Soit il était si ravagé qu'il avait fini par s'envoyer lui-même dans ce programme, soit c'était une cause extérieure qui l'avait poussé. Et connaissant l'ego surdimensionné du bougre, c'était la seconde possibilité qui était la plus probable...
- À ton visage, je sais déjà que tu as déjà trouvé une utilité à cette information... et le chien soupira : Sérieusement, je serais d'avis de plier les règles de Yuei pour que tu fasses un stage sous ma tutelle de conseiller ; tu as un vrai talent pour déceler le problème des gens et le régler à sa source.
- Je suis un héros, déclara Akira après une minute de silence.
- Cesse de te dévaloriser ; un "héros", selon la loi, sauve les gens des vilains et des catastrophes. Mais un héros selon les cœur de chacun, c'est quelqu'un qui chasse la noirceur dans leur vie.
- Et on en fait quoi de la noirceur dans la vie de ces héros ?
- Tu fais avec.
Court, simple, brut. Telle était la réponse à cette question complexe et presque morbide. La séance dura encore une quinzaine de minutes, où ils travaillèrent sur des exercices de relaxation, de discussion et de maîtrise de soi.

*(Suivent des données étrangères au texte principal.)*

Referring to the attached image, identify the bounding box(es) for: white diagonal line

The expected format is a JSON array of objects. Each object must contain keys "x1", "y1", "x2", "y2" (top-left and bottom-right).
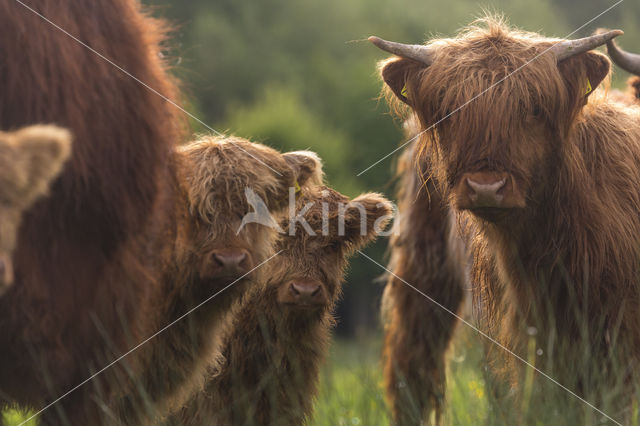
[
  {"x1": 18, "y1": 250, "x2": 282, "y2": 426},
  {"x1": 356, "y1": 0, "x2": 624, "y2": 176},
  {"x1": 358, "y1": 250, "x2": 622, "y2": 426},
  {"x1": 14, "y1": 0, "x2": 282, "y2": 176}
]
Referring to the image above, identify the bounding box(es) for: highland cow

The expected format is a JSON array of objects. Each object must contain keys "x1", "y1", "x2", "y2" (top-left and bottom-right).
[
  {"x1": 116, "y1": 137, "x2": 322, "y2": 424},
  {"x1": 165, "y1": 188, "x2": 391, "y2": 425},
  {"x1": 0, "y1": 0, "x2": 183, "y2": 425},
  {"x1": 371, "y1": 18, "x2": 640, "y2": 422},
  {"x1": 382, "y1": 120, "x2": 469, "y2": 425},
  {"x1": 607, "y1": 36, "x2": 640, "y2": 104},
  {"x1": 0, "y1": 126, "x2": 71, "y2": 296}
]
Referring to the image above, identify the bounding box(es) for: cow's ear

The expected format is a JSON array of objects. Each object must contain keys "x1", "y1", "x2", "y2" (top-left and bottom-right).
[
  {"x1": 378, "y1": 58, "x2": 426, "y2": 106},
  {"x1": 15, "y1": 125, "x2": 71, "y2": 197},
  {"x1": 627, "y1": 76, "x2": 640, "y2": 99},
  {"x1": 283, "y1": 151, "x2": 324, "y2": 186},
  {"x1": 559, "y1": 51, "x2": 611, "y2": 104},
  {"x1": 344, "y1": 193, "x2": 394, "y2": 250}
]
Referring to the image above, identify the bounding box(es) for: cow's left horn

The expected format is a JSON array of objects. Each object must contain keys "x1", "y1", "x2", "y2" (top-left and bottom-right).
[
  {"x1": 607, "y1": 40, "x2": 640, "y2": 75},
  {"x1": 369, "y1": 36, "x2": 433, "y2": 66},
  {"x1": 552, "y1": 30, "x2": 624, "y2": 62}
]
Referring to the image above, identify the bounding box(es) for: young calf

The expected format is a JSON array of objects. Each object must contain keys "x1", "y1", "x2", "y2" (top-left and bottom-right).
[
  {"x1": 116, "y1": 138, "x2": 322, "y2": 424},
  {"x1": 0, "y1": 126, "x2": 71, "y2": 295},
  {"x1": 171, "y1": 188, "x2": 392, "y2": 425}
]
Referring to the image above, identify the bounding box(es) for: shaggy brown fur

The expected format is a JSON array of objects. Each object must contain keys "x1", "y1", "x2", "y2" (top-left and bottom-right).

Mais le jeune homme n'aborda pas le problème du "crush" sur le tapis, puisque c'était sûrement son corps de jeune homme qui répondait à ses hormones de manière agressive, l'énergie constante de son Alter était sûrement la cause de cette expérience évidente.
C'était forcément ça.
Oui, c'est juste ça, se dit Akira en quittant le bureau et en marchant à travers les couloirs ; de toute façon, quel que soit le problème lié à Jiro-san, cela finirait par un oubli simple et elle resterait une camarade distante qui le regardait avec son regard noir parfois, mais on y décelait une pointe lumineuse et espiègle, quelque chose de...
Arrête de penser ! pensa Akira en se mettant une gifle, quand il entendit.
- On joue les Roméo à sa Juliette ?
Il se retourna, pour voir Mina, sourire aux lèvres et téléphone à la main l'agitant comme un phare devant un bateau perdu dans une brume langoureuse et indivisible. Quand Akira vit enfin ce qu'affichait l'appareil, ses oreilles atteignirent des températures si hautes qu'il se demandait quand est-ce que des flammes jailliraient d'elles.
Une photo. Un simple assemblage de pixels lumineux et colorés, qui individuellement n'avaient aucune saveur. Ensemble, ils formaient un réalité si percutante que l'adolescent en eut le souffle coupé.
Lui, regardant Jiro-san comme un morceau de viande.
Hound Dog rangea le dossier d'Akira dans son tiroir, et soupira ; le gamin avait énormément de potentiel, mais il continuait encore et toujours à le réprimer derrière un masque d'arrogance ou de violence.
Soudain, quelqu'un entra dans la pièce.
- Ah, Katsuki, te voilà enfin ! Assieds-toi, mets-toi à l'aise...
D'une certaine manière, le blond et le brun étaient très similaires.